この事件は2022年、沖縄市の路上で職務質問のためバイクを止めようとした警察官が、当時高校生だった男性の右目に警棒を接触させ、失明させたものです。

県議会は13日、元高校生などに対し損害賠償金9138万円を支払う和解議案を全会一致で可決しました。

代理人弁護士:
「加害警察官は、自ら、民事上の責任を果たすべきです。元少年及び代理人は、沖縄県に対して、今後、加害警察官に対して適切に求償権を行使することを強く求めます」

元高校生の代理人弁護士は、県が賠償責任を全面的に認めたことを評価した一方、県に対し、加害警察官にも損害賠償の一部を負担させるよう求めました。

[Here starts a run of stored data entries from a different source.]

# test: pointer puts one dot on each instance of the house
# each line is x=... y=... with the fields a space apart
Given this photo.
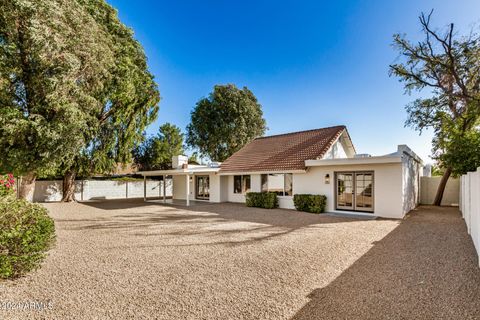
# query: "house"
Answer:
x=320 y=161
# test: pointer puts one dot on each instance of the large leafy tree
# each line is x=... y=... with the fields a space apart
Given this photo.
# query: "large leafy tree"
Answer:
x=54 y=62
x=156 y=152
x=224 y=122
x=447 y=66
x=128 y=103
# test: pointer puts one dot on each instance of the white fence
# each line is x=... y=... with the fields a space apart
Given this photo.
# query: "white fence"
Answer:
x=470 y=205
x=428 y=190
x=100 y=189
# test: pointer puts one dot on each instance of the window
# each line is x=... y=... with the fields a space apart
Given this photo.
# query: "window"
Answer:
x=280 y=183
x=241 y=184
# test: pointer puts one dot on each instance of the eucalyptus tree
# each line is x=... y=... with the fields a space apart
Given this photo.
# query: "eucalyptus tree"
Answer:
x=128 y=103
x=224 y=122
x=447 y=66
x=54 y=62
x=156 y=152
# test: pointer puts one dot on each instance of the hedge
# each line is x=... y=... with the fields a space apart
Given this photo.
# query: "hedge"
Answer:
x=310 y=202
x=26 y=233
x=267 y=200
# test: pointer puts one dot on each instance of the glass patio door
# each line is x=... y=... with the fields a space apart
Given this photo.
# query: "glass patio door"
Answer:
x=344 y=183
x=203 y=187
x=363 y=191
x=354 y=191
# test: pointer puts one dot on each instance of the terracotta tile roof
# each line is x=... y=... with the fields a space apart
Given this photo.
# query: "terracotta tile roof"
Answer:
x=282 y=152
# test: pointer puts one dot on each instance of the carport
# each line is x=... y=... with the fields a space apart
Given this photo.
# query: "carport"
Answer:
x=181 y=180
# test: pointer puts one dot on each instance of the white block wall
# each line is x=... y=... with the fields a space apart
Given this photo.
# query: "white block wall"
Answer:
x=470 y=205
x=100 y=189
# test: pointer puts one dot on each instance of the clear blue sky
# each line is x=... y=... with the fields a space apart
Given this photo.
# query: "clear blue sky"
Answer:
x=311 y=64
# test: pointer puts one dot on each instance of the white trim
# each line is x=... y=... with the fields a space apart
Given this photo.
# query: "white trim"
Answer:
x=353 y=161
x=259 y=172
x=178 y=172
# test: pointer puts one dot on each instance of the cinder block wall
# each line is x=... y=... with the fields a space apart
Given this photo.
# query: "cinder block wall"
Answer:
x=428 y=190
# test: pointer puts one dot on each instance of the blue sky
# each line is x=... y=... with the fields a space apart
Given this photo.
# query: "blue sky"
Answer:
x=311 y=64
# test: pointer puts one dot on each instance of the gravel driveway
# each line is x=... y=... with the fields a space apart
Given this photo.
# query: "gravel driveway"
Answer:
x=128 y=259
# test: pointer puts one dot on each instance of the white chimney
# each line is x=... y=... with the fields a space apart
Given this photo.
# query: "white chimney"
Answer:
x=179 y=161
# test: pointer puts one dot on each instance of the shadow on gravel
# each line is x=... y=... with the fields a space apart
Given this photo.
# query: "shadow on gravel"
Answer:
x=426 y=268
x=212 y=222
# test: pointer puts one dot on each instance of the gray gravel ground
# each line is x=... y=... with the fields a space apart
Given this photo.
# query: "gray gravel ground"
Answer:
x=127 y=259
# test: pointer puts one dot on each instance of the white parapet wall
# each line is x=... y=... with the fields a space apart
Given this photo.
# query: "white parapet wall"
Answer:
x=470 y=205
x=428 y=190
x=51 y=190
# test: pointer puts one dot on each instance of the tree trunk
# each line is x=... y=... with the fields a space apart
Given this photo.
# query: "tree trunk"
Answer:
x=69 y=186
x=441 y=187
x=27 y=186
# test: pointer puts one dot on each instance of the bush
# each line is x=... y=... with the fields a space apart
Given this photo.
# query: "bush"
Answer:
x=267 y=200
x=7 y=184
x=310 y=202
x=26 y=232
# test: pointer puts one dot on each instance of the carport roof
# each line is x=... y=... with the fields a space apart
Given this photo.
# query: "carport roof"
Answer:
x=179 y=172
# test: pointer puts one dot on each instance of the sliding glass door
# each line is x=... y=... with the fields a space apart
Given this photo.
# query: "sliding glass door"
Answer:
x=345 y=191
x=202 y=187
x=354 y=191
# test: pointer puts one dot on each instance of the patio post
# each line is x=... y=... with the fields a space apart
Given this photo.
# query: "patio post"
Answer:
x=187 y=188
x=164 y=188
x=144 y=188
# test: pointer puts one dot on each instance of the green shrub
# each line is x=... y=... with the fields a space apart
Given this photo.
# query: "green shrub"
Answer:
x=26 y=233
x=7 y=184
x=267 y=200
x=310 y=202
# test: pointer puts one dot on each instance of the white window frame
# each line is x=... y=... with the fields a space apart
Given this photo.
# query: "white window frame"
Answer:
x=242 y=183
x=284 y=176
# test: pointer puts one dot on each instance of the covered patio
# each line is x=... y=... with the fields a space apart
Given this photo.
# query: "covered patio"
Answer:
x=190 y=184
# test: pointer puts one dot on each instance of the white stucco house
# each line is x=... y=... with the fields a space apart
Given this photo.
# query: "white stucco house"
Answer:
x=320 y=161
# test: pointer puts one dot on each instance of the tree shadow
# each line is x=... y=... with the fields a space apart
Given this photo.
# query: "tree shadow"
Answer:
x=426 y=268
x=222 y=223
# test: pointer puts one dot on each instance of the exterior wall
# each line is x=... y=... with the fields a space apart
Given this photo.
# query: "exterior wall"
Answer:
x=411 y=183
x=429 y=186
x=387 y=186
x=179 y=187
x=217 y=186
x=470 y=205
x=336 y=151
x=46 y=191
x=255 y=186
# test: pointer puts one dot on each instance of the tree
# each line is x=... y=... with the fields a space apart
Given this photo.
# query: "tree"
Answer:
x=54 y=61
x=129 y=103
x=224 y=122
x=156 y=152
x=449 y=67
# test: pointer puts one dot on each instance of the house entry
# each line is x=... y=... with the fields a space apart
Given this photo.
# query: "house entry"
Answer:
x=354 y=191
x=202 y=187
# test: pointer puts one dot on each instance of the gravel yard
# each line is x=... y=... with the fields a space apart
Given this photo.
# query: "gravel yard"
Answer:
x=128 y=259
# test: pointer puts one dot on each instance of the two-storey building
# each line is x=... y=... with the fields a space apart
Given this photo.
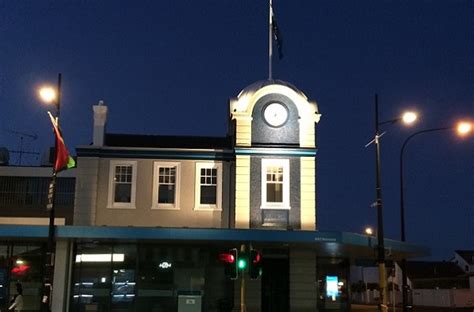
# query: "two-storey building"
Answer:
x=152 y=214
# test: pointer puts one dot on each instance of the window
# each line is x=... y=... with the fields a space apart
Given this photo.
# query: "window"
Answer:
x=275 y=184
x=122 y=184
x=208 y=186
x=166 y=185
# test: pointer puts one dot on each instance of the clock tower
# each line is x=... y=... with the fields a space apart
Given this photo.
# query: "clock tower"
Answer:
x=274 y=125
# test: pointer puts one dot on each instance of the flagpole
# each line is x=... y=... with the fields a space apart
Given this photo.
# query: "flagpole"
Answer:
x=48 y=277
x=270 y=30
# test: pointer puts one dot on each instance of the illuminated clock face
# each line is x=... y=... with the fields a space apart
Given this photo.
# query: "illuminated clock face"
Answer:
x=275 y=114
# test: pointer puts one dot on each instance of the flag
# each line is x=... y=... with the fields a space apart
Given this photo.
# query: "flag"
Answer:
x=277 y=36
x=63 y=160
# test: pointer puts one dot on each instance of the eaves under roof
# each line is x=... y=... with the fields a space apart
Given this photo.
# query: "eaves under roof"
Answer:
x=433 y=269
x=467 y=255
x=327 y=244
x=167 y=141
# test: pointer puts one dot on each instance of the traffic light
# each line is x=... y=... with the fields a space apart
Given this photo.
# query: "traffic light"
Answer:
x=231 y=263
x=255 y=268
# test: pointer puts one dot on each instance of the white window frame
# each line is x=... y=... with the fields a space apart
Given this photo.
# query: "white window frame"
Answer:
x=111 y=203
x=156 y=175
x=197 y=188
x=277 y=162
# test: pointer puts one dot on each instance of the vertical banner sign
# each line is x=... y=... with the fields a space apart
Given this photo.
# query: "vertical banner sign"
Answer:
x=52 y=186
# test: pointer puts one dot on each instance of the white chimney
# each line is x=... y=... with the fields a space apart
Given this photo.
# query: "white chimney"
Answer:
x=100 y=119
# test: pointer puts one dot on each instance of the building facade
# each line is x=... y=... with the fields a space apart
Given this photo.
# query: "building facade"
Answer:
x=153 y=213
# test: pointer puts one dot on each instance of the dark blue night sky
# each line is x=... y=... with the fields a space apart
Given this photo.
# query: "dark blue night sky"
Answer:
x=169 y=67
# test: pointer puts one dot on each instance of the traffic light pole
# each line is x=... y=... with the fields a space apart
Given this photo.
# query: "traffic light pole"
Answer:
x=242 y=285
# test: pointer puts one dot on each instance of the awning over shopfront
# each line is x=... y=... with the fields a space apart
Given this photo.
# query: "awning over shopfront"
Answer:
x=327 y=244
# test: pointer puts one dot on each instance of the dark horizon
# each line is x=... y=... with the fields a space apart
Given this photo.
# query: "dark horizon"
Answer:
x=169 y=68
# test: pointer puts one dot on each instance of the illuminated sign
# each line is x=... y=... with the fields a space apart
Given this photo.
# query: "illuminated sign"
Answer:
x=332 y=289
x=100 y=258
x=165 y=265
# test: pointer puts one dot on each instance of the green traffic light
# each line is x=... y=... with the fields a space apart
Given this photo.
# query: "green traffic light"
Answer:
x=242 y=264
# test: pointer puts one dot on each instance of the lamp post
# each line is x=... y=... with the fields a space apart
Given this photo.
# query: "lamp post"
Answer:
x=407 y=118
x=462 y=128
x=51 y=95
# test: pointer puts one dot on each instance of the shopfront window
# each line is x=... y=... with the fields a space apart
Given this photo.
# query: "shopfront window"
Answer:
x=3 y=276
x=26 y=267
x=147 y=277
x=92 y=277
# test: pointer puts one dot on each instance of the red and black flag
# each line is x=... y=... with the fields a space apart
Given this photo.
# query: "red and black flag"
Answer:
x=63 y=160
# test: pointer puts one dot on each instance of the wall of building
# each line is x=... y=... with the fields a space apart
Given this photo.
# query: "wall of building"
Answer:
x=186 y=215
x=303 y=288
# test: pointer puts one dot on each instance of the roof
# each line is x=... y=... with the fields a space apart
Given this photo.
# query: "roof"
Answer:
x=254 y=87
x=467 y=255
x=164 y=141
x=432 y=269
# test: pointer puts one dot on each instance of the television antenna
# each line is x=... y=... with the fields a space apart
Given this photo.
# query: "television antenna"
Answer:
x=22 y=136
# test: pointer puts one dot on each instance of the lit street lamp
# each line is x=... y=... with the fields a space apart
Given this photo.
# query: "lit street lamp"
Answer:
x=51 y=95
x=368 y=230
x=407 y=118
x=462 y=128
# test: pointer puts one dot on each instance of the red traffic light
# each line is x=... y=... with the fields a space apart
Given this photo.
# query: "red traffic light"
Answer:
x=227 y=257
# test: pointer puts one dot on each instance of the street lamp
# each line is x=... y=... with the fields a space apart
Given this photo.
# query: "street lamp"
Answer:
x=462 y=128
x=368 y=230
x=51 y=95
x=407 y=118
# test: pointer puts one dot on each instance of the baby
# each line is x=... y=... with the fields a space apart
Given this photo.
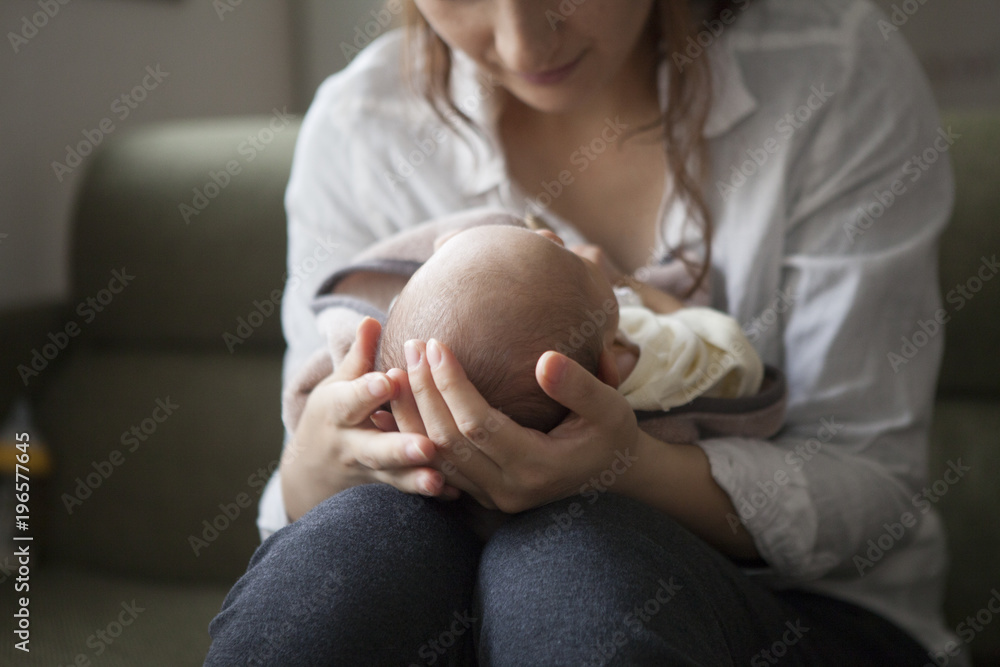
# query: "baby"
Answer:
x=500 y=296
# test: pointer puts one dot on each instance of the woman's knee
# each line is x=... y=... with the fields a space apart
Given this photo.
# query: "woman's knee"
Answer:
x=610 y=577
x=371 y=574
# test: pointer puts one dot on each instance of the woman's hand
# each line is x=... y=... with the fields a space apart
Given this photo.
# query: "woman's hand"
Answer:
x=513 y=468
x=336 y=446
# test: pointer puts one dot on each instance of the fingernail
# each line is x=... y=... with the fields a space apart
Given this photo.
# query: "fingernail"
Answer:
x=414 y=453
x=412 y=354
x=555 y=369
x=378 y=386
x=433 y=353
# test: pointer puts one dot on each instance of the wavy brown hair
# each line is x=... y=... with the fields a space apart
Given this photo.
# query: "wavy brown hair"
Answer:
x=681 y=125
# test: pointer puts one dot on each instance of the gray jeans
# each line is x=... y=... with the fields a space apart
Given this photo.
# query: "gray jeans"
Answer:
x=374 y=576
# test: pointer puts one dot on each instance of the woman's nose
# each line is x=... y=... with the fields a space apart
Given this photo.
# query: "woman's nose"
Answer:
x=524 y=39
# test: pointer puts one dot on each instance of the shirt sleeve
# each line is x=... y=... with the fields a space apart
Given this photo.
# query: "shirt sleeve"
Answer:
x=327 y=226
x=869 y=190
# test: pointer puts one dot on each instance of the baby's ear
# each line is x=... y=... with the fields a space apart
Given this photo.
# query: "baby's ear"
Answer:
x=607 y=368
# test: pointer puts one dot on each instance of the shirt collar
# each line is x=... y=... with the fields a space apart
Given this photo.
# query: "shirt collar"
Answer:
x=481 y=99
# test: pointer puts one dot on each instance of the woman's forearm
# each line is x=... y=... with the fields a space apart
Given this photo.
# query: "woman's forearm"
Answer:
x=677 y=480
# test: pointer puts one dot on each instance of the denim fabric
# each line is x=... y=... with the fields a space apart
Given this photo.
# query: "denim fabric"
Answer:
x=374 y=576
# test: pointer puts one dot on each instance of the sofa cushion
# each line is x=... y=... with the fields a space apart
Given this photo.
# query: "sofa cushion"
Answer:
x=190 y=273
x=149 y=446
x=964 y=435
x=113 y=621
x=970 y=248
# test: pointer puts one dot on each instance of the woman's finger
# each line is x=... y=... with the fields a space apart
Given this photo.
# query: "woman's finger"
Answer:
x=404 y=406
x=570 y=385
x=439 y=424
x=384 y=421
x=376 y=450
x=360 y=358
x=474 y=419
x=352 y=403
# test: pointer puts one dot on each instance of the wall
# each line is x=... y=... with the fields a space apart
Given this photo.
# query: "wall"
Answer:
x=957 y=42
x=65 y=79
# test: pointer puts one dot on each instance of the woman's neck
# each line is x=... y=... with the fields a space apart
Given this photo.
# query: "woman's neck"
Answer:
x=632 y=96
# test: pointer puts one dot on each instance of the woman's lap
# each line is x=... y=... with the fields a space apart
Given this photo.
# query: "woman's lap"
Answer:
x=374 y=576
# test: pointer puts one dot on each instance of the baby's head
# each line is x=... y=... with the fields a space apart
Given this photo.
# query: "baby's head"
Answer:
x=500 y=296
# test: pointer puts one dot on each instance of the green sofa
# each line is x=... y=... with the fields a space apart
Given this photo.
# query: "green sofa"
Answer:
x=162 y=414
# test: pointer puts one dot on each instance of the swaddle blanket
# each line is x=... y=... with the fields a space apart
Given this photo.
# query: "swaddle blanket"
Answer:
x=338 y=316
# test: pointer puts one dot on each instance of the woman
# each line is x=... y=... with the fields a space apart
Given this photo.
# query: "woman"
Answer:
x=766 y=145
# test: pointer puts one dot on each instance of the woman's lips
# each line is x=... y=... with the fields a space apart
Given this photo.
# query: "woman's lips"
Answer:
x=553 y=76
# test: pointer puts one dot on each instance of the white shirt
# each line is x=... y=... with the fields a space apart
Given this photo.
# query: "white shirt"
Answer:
x=818 y=116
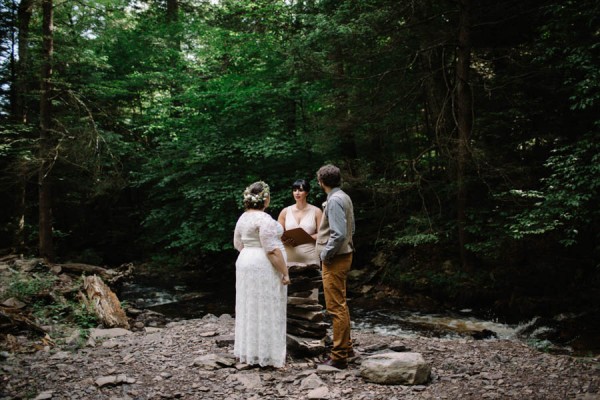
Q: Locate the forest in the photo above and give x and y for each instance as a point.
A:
(467, 133)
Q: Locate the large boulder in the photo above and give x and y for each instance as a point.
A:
(395, 369)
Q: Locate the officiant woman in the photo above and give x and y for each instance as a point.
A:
(301, 215)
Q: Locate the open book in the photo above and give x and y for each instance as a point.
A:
(298, 235)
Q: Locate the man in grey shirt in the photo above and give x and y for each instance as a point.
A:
(335, 248)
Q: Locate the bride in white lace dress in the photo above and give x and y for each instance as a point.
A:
(260, 284)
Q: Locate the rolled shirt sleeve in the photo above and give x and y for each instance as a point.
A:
(337, 225)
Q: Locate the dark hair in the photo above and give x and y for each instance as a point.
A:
(301, 184)
(330, 175)
(255, 195)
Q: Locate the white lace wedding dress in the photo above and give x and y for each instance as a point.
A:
(261, 299)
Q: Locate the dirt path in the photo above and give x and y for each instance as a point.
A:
(164, 364)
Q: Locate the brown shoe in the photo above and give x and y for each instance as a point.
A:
(339, 364)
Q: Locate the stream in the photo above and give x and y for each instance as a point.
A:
(559, 335)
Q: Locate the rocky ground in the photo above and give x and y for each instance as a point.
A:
(192, 359)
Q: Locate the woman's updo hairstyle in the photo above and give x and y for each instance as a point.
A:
(256, 195)
(301, 184)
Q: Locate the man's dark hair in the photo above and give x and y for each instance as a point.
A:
(301, 184)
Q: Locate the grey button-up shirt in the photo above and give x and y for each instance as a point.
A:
(337, 225)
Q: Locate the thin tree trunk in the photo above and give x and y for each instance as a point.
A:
(24, 13)
(20, 112)
(463, 110)
(46, 247)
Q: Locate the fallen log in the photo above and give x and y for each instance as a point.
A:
(108, 275)
(104, 302)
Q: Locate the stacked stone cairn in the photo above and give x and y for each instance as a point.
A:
(306, 329)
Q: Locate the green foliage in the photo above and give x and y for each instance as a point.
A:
(569, 196)
(27, 288)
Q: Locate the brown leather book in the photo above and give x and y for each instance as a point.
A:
(298, 235)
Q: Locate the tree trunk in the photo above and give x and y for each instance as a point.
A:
(20, 112)
(46, 247)
(105, 303)
(463, 112)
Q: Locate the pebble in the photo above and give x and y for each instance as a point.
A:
(177, 361)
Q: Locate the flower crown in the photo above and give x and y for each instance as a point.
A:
(256, 198)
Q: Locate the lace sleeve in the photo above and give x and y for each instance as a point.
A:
(237, 238)
(270, 234)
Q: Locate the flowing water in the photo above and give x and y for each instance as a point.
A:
(183, 302)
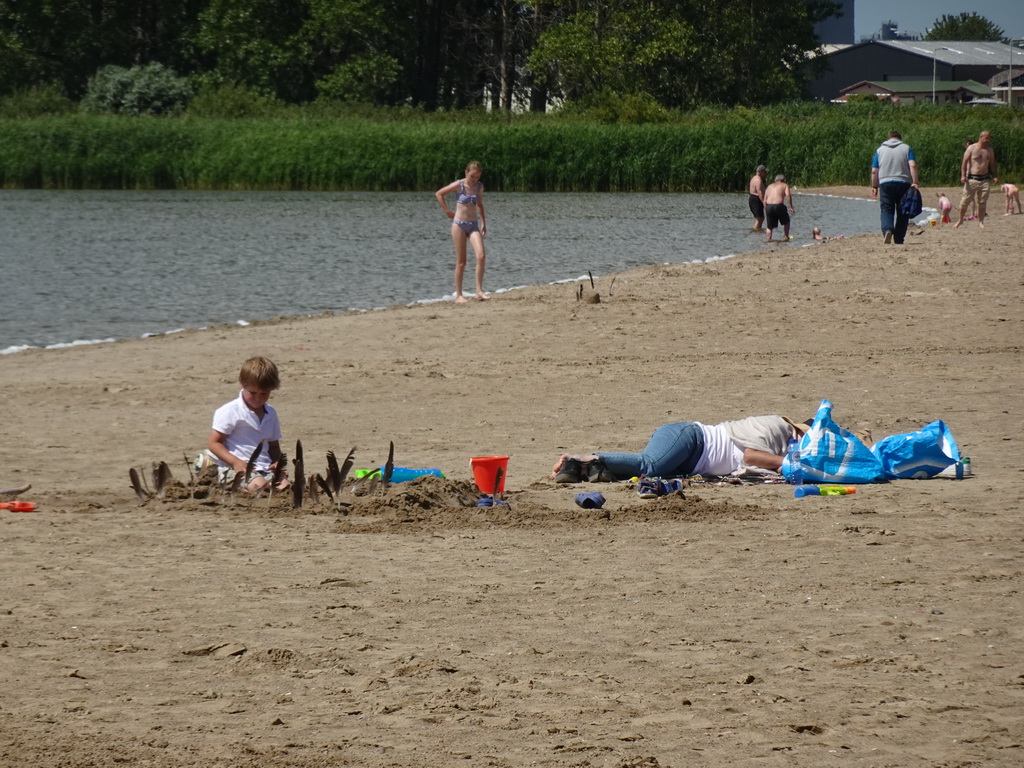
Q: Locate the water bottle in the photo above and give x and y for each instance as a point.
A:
(796, 468)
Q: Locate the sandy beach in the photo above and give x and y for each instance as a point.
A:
(727, 626)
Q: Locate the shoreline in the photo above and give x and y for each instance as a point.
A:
(845, 193)
(413, 628)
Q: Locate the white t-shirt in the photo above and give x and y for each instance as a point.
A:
(246, 430)
(721, 456)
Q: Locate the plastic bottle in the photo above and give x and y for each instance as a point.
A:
(399, 474)
(796, 468)
(823, 491)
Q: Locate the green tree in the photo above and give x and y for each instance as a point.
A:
(65, 42)
(965, 27)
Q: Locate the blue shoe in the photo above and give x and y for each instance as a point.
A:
(649, 487)
(592, 500)
(673, 486)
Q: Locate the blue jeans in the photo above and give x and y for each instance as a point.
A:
(890, 194)
(673, 450)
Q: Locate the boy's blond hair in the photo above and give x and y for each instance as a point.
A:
(259, 372)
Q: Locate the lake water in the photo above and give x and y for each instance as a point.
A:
(89, 266)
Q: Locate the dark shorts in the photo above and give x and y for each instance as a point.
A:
(776, 214)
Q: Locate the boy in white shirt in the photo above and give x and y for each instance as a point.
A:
(246, 423)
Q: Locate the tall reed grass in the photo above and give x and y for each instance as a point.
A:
(705, 151)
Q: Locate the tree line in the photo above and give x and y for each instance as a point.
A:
(433, 54)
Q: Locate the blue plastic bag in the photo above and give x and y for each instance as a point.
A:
(830, 454)
(918, 455)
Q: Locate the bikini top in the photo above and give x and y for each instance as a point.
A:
(464, 199)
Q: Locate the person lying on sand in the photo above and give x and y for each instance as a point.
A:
(685, 448)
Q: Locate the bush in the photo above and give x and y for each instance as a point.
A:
(36, 101)
(608, 108)
(150, 89)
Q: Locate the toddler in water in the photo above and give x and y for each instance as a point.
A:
(1013, 194)
(944, 207)
(245, 424)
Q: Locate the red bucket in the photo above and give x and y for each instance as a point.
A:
(485, 470)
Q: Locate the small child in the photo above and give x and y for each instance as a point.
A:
(1013, 195)
(247, 423)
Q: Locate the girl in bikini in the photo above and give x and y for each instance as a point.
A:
(468, 223)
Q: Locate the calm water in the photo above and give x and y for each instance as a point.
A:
(98, 265)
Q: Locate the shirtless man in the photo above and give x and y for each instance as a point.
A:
(776, 197)
(977, 175)
(1013, 194)
(757, 197)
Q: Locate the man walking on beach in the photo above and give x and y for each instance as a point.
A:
(894, 170)
(977, 175)
(776, 197)
(757, 197)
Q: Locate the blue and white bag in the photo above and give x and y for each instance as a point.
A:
(830, 454)
(918, 455)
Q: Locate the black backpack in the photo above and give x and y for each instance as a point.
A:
(910, 204)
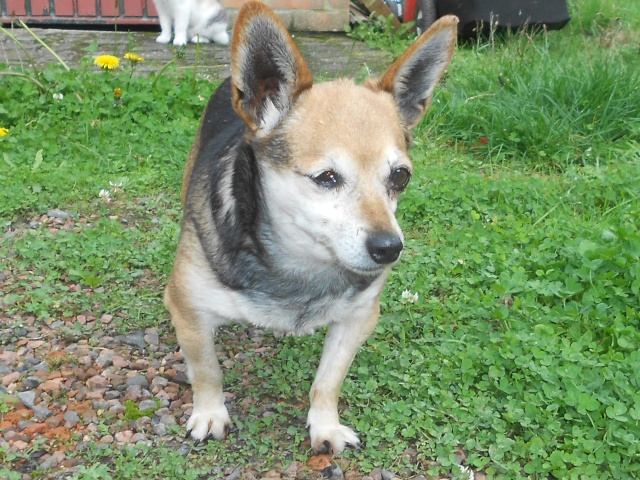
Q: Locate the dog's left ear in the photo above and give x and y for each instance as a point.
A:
(412, 77)
(268, 72)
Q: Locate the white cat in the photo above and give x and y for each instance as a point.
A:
(192, 20)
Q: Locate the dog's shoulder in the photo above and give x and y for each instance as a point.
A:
(220, 131)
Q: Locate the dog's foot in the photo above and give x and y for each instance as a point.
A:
(208, 423)
(332, 438)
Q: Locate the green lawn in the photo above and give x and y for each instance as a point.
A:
(522, 351)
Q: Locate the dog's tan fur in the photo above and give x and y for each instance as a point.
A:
(295, 252)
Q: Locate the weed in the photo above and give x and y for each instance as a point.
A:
(132, 410)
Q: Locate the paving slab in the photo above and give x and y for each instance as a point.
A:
(328, 55)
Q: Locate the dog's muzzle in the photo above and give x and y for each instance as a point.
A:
(384, 247)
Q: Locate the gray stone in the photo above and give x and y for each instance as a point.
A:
(138, 380)
(147, 404)
(135, 339)
(333, 472)
(152, 337)
(41, 412)
(28, 398)
(71, 418)
(58, 214)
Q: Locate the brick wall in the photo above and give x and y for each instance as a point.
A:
(298, 15)
(304, 15)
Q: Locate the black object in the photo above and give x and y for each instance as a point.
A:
(480, 17)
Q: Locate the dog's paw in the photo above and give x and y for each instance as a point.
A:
(332, 438)
(208, 423)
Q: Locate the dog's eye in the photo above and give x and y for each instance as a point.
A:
(399, 178)
(328, 179)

和解議案可決後もネット上には「ノーヘルだった」「無免許だった」など事実と異なるコメントが多数あるとし、代理人は「元高校生を誹謗中傷する書き込みには断固たる措置をとる」と法的措置を含めて対処する方針を示しました。

業務上過失傷害の罪に問われた当時の沖縄署の警察官は、罰金100万円の判決が確定しています。